Not many people saw it, relatively speaking. Just 32,631 fans, many of them tuned into a basketball game, were in attendance, a figure nearly 8,000 below average. But those who were there saw the Dodgers finish up a homestand 5-3, and finally return to the .500 level.
Welch, who had thrown five innings all season, returned to the active list with five more. And they were a nice five, too. Working his first start since April 22, when he sprained a ligament in his right elbow, he held the Mets to just two hits, although one of those was George Foster’s eighth home run of the season.
Since April 22, Welch has done all his pitching either on the sidelines or at Vero Beach, where he spent 20 days on an injury rehabilitation assignment. Welch evidently found Class A hitting to be on a par with the Mets’ hitting, allowing four runs in 17 innings there.
The Mets were on the helpless side in the face of this latest rehabilitation project. Except for Foster’s second-inning homer, which came on an 0-2 pitch, Welch was in command. He struck out five and only allowed one other hit, a lunging single over third by Met pitcher Sid Fernandez.
As pitching coach Ron Perranoski had promised, five was all Welch would go, no matter how well he was going. He yielded to Honeycutt, whose spot in the rotation Welch had taken. Honeycutt’s immediate problem appeared to be more the mound than anything in the batter’s box.

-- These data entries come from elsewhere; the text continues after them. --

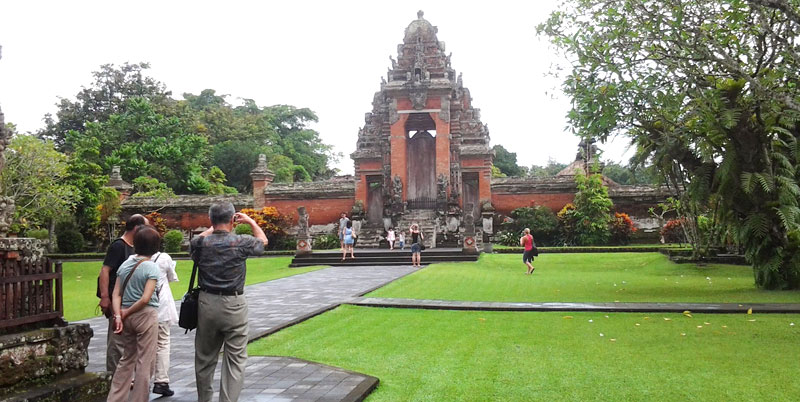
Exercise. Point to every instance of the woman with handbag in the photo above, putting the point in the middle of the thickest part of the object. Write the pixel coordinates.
(416, 245)
(526, 241)
(135, 305)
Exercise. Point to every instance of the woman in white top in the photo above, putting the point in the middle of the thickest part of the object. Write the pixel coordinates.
(390, 238)
(167, 317)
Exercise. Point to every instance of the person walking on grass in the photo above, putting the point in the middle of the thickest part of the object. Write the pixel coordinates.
(390, 238)
(342, 225)
(135, 308)
(349, 239)
(222, 307)
(167, 316)
(526, 241)
(416, 245)
(118, 252)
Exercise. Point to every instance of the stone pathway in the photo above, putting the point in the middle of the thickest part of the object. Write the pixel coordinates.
(760, 308)
(275, 305)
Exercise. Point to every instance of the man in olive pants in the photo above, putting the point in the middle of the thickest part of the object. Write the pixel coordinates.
(222, 309)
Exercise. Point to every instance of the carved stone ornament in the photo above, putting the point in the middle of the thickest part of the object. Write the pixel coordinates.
(418, 99)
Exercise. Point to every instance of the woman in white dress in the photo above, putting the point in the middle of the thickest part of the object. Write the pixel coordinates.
(167, 317)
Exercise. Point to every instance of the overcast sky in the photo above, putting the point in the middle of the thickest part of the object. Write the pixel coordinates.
(328, 56)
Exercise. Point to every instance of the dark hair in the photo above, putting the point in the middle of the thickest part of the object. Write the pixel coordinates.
(146, 241)
(221, 213)
(134, 221)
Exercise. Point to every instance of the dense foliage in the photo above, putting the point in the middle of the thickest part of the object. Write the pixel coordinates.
(707, 92)
(540, 220)
(172, 241)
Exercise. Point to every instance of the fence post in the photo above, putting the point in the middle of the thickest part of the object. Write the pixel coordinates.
(59, 289)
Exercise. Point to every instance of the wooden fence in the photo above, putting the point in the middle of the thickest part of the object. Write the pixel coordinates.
(30, 293)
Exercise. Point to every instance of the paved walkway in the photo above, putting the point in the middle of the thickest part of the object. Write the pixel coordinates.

Coming in to start the sixth, he seemed baffled by something, as if Dodger Stadium was all new to him. The groundskeeper was hailed and he finally raked the mound to Honeycutt’s satisfaction.
If the Dodgers were finding some unexpected pitching, they likewise found unexpected hitting from Steve Yeager, who came into the game with a .143 average and who left with an RBI double--his second of the year--that scored Mike Marshall for the Dodgers’ first run in the second inning. The inning might have been bigger, as former Dodger Fernandez walked both Dave Anderson and Steve Sax to load the bases. But Mariano Duncan killed the inning with a pop-up behind second base.
Duncan was allowed a second chance, and did better, in the fifth inning when he followed up Sax’s single and subsequent stolen base with a single to left for an RBI.
All this early scoring was accompanied by cheering in all the wrong places, which may have puzzled the players and those few fans who didn’t bring their own portable television. In fact, much of the crowd was following the Lakers-Celtics basketball game and were offering cheers to the various developments on the floor of the Forum, not to those inside Dodger Stadium.
The attraction of the NBA finals notwithstanding, the Dodgers still managed to go over the million mark in attendance, after just 25 home dates. This is no record, though; the Dodgers reached the mark in 22 dates back in 1981.
Dodger Notes Met pitcher Dwight Gooden, who struck out 12 in beating the Dodgers on Tuesday night, actually got stronger as the game wore on. Dodger radar clocked Gooden’s fastball at 92 m.p.h. in the first inning, then at 94 m.p.h. in the eighth. Good thing it didn’t go extra innings. . . . A curious statistic provided by the Dodgers: One the road, the team has hit 24 home runs to its opponents’ 12. At home, however, it trails, 12-11, in the same category. . . . The Dodgers have a travel day today. They will open a nine-game road trip in Atlanta on Friday.